ウィスキーが飲みたくなり…

『洋酒天国』とその時代

小玉武さんの新著『『洋酒天国』とその時代』*1筑摩書房)を読み終えた。
小玉さんは1962年にサントリー(当時寿屋)に入社、宣伝部に配属され、開高健山口瞳らの下で『洋酒天国』編集にも携わった。その後文化事業部長などを歴任し、『サントリークォータリー』創刊時から14年間編集長の職にあったという。そんな『洋酒天国』のことを知悉する著者のことだから、本書は最初から最後まで一貫して読み応えがある『洋酒天国』実話だった。
もちろん『洋酒天国』の編集に携わった人、寄稿した人びとの顔ぶれが多士済々であるからでもある。編集側では、開高健山口瞳柳原良平・坂根進らがいる。開高・山口・柳原三者にはそれぞれ一章が割かれ、彼らと『洋酒天国』との関わりについて、著者の実体験をもとに述べられている。
寄稿者側で一章割かれているのは、植草甚一・薩摩治郎八・埴谷雄高山本周五郎の四人。植草・埴谷・山本の三人はともかく、獅子文六『但馬太郎治伝』や、藤田嗣治のパリにおけるパトロンとして知っている伝説の人薩摩治郎八が、『洋酒天国』の常連執筆者だったなんて、急に薩摩治郎八という人物が身近になった気がする。
サントリーと言えば、サントリーホールサントリー美術館といった文化事業にも熱心な企業である。サントリーホールサントリー美術館なんて、名前にきちんと織り込まれているにもかかわらず、あまりに目や耳に馴染みすぎて、その経営主体がお酒を造るサントリーであるという意識が消えかかっていた。
こうした文化事業を熱心に推進した佐治敬三や、彼を育てた「阪神間モダニズム」と呼ばれる文化的風土から説き起こされ、サントリーの「サ」の字もない、広告色を徹底的に排除した小冊子『洋酒天国』が創り出されるまでと、それを担った人びとの視点から、『洋酒天国』という冊子が昭和30年代の社会風俗のなかで果たした役割が興味深くつづられることになる。
またいっぽうで、昭和初期のモダニズムを牽引した『新青年』が引き合いに出され、社会風俗を担うモダニズムの風潮を代表する両誌の比較からそれぞれの時期の文化的色合いの違いまで言及するように、視野は広い。
最近山口瞳さんの文章から遠ざかっていたけれど(別に他意はない)、本書を読んでいたらまた山口文学を読みたくなってきた。こんな一節を読まされたら、もうたまらないのである。

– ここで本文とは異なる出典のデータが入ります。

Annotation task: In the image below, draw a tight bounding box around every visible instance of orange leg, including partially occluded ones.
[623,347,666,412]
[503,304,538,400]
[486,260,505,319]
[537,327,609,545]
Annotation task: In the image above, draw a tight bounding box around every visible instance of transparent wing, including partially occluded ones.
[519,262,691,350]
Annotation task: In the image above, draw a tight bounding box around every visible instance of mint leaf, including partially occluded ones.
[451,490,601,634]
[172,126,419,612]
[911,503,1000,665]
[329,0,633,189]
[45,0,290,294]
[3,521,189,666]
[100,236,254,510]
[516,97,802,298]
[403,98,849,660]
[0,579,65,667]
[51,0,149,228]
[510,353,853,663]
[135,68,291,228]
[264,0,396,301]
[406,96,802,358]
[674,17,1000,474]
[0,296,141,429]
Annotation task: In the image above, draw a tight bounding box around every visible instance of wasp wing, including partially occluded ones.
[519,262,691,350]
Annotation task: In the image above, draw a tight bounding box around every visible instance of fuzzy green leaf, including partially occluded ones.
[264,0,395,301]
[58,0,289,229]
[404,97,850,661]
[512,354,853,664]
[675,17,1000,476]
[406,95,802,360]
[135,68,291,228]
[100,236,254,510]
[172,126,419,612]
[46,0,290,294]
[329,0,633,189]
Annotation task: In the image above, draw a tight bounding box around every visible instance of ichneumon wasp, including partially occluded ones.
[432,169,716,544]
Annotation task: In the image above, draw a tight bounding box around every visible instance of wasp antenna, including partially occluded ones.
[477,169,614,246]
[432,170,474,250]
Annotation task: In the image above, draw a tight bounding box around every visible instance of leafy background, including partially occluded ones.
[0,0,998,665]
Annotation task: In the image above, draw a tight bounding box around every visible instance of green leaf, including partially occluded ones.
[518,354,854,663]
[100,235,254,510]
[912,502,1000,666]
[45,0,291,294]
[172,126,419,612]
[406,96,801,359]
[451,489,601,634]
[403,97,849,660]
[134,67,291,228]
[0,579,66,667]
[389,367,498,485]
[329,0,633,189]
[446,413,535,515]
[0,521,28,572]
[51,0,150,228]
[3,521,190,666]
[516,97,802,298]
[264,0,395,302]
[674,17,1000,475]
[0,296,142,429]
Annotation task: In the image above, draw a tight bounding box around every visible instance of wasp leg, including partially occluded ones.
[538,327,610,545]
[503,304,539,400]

男が酒を飲みに酒場に行くことが、いかに大切な意味をもっているか。山口瞳は、それをなんとか世の奥方たちにわかってもらいたかった。だから、噛んで含めるようにエッセイで訴えている。一生懸命なのだ。これは本人が真剣だけに、余計におかしいのである。(152頁)
しかし、古今東西、酒呑みが酒を飲む理由は、雨が降ったから飲む、晴天に恵まれたから飲むということなのだ。山口瞳はそれを一番知る人であるから、ムキになってこう書くからちょっとおかしいのである。これはそのまま『洋酒天国』の奇妙なおかしさにつながっている。(同上)
わたしはもっぱらビール党だが、サントリーのビールは口に合わない。しかもウィスキーに至っては、十数年口にしていないかもしれない。いま飲めば、若い頃わからなかったウィスキーの良さがわかるのかもしれぬ。本書を読んでいたら、山口さんの文章に浸りたくなってくると同時に、ウィスキーも飲んでみたくなったから不思議だ。